How voice-search technology listens to and spits out information is a complex endeavour, but Google has attempted to explain what mechanisms make its voice-search app work in a new research paper.
Google's search app for iOS.
(Screenshot by Jason Parker/CNET)
Basically, it boils down to data, and lots of it.
According to Google, more data improves all web services. This may seem obvious, but for better speech recognition, it doesn't only mean a sheer amount of data, but also how that data is organised.
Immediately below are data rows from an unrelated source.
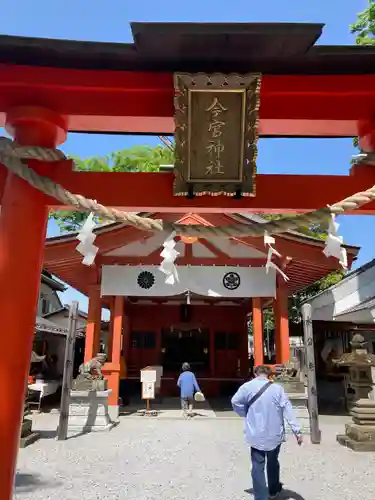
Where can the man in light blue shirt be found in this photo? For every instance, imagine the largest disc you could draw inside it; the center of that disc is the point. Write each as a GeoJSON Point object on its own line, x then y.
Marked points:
{"type": "Point", "coordinates": [264, 429]}
{"type": "Point", "coordinates": [188, 386]}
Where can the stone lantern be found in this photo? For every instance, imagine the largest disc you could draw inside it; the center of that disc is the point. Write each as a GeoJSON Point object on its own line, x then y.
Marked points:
{"type": "Point", "coordinates": [360, 434]}
{"type": "Point", "coordinates": [360, 379]}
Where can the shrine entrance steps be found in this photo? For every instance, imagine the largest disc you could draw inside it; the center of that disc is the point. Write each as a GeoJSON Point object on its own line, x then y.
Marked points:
{"type": "Point", "coordinates": [170, 408]}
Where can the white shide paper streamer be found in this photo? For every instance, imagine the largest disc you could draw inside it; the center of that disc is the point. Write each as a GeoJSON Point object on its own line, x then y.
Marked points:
{"type": "Point", "coordinates": [268, 242]}
{"type": "Point", "coordinates": [87, 238]}
{"type": "Point", "coordinates": [333, 243]}
{"type": "Point", "coordinates": [169, 255]}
Google's voice-search technology mainly uses data from anonymous queries on Google.com to get the information it needs.
"The language model is the component of a speech recogniser that assigns a probability to the next word in a sentence given the previous ones," Google research scientist Ciprian Chelba wrote in a blog post about the research. "As an example, if the previous words are 'New York', the model would assign a higher probability to 'pizza' than, say, 'granola'."
In conducting its voice-search evaluations, Google scientists used up to 230 billion words from "a random sample of anonymised queries from Google.com that did not trigger spelling correction".
Chelba concluded that with such a big dataset, word-error rate can be reduced by 6 per cent to 10 per cent; and for systems with an even wider range of operating points, word-error reduction can be between 17 per cent and 52 per cent.
Google's new voice-search technology app, which looks to be directly competing with Apple's Siri, was launched yesterday. The software went out as part of an update to Google's search application for iOS, provides contextual, spoken results for voice queries and serves up web searches for everything else. According to a CNET review, this app gives Siri a run for her money. It is lightning fast, has a clean layout and gives highly accurate results.